With Tunisian electricity demand predicted to double during the next 15 years and a shortage of local gas production [45% imported from Algeria in 2019] this seems likely to be one of the Gas to Power targets under consideration and alluded to by Luca Benedetto.
AGEOS
As surmised from the BCRA Credit Rating Report, the Tilapia PSC may well be at or near completion stage as the following extracts from the Annual Report for year ended March 31, 2021, published August 31st indicate
Pp 53 “as a result of the work conducted to date on the License” [re Tilapia] “it is expected that the signature bonus of US$2m....for the new license will be offset from the receivable “[ US$5.7m] due from SNPC.
Pp 79 “The costs associated with the termination of the Group's operations in Azerbaijan are approximately US$ 0.5m which are related to the transportation costs due to the relocation of the rig which was previously installed in Azerbaijan to its operations in Congo.” Whilst this may be a statement in anticipation of an intended future action for accountancy reasons, it certainly implies commitment to, or completion of, shipment of the BD-260 rig and ancillary equipment to the Congo.

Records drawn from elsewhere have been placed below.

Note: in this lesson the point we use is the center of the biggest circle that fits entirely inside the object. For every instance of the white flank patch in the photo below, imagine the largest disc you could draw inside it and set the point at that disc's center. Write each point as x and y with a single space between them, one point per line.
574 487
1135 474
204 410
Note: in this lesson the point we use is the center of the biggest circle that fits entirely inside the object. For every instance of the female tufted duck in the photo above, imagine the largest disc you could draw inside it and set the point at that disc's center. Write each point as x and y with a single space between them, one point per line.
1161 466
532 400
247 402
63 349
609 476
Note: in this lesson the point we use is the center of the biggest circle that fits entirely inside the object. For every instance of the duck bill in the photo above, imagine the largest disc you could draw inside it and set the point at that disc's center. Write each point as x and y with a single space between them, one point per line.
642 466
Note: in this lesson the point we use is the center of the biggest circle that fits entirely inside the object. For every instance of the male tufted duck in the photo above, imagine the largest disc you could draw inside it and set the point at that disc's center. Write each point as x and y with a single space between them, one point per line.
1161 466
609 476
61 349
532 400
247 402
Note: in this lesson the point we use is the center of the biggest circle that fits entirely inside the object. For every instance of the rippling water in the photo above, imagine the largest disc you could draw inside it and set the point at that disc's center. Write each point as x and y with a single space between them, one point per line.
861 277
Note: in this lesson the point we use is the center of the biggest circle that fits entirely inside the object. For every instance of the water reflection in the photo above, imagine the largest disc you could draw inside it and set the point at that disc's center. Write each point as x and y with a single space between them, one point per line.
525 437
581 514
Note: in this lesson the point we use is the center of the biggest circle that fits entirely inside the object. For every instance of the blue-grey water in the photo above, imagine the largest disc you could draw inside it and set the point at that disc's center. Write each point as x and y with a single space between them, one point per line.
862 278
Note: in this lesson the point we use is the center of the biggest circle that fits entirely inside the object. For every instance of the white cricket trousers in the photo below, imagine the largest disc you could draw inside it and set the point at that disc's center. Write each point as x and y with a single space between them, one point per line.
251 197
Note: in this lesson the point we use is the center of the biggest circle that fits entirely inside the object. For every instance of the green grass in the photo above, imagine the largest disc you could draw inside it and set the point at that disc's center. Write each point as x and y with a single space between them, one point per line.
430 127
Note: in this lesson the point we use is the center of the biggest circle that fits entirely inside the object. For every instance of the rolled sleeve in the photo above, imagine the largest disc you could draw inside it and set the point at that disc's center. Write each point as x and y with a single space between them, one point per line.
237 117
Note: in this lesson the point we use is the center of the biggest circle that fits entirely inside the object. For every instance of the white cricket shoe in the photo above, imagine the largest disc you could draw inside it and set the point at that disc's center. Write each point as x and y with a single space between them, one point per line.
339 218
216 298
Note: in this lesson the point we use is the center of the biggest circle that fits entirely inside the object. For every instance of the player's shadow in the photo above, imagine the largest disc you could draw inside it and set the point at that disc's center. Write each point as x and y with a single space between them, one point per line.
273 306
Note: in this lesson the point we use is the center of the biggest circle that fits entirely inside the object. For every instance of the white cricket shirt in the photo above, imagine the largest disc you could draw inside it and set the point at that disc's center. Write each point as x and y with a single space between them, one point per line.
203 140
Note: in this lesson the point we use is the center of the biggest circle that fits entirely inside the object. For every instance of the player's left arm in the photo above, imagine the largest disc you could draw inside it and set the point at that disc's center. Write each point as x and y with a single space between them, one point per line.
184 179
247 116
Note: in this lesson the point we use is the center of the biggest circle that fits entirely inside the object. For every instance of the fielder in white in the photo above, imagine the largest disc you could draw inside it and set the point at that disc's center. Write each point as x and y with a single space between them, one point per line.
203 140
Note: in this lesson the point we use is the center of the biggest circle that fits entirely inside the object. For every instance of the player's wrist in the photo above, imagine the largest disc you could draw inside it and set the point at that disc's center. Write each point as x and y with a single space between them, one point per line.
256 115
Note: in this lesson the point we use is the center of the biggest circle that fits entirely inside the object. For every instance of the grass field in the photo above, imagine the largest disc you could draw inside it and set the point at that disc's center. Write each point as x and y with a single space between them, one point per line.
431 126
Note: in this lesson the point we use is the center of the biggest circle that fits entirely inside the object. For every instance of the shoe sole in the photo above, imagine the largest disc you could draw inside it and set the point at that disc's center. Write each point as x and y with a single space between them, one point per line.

To comply with Congo import regulations ZEN would probably require prior legal surety of the purpose for which the rig is required ie to meet its obligations under the terms of the PSC.
AGEOS
Florida, unfortunately your response [on the 'credit rating upgrade' thread] is based upon an incorrect assumption regarding my reasoning. I concluded that I would not be surprised if the Nigerian deal falls through, not as you have presumed, because AC has rejected a number of previous opportunities, but because of his evidentially rigorous approach to such acquisitions and his requirement for substantial reliable production increase. I am implying my doubt, as a geologist, in the latter requirement being met, despite the historical evidence for potential at Barracuda and elsewhere in the NW.
I very much hope I am wrong and that AC and his team are convinced by the evidence that this will be a major contributor to ZEN's stated production target.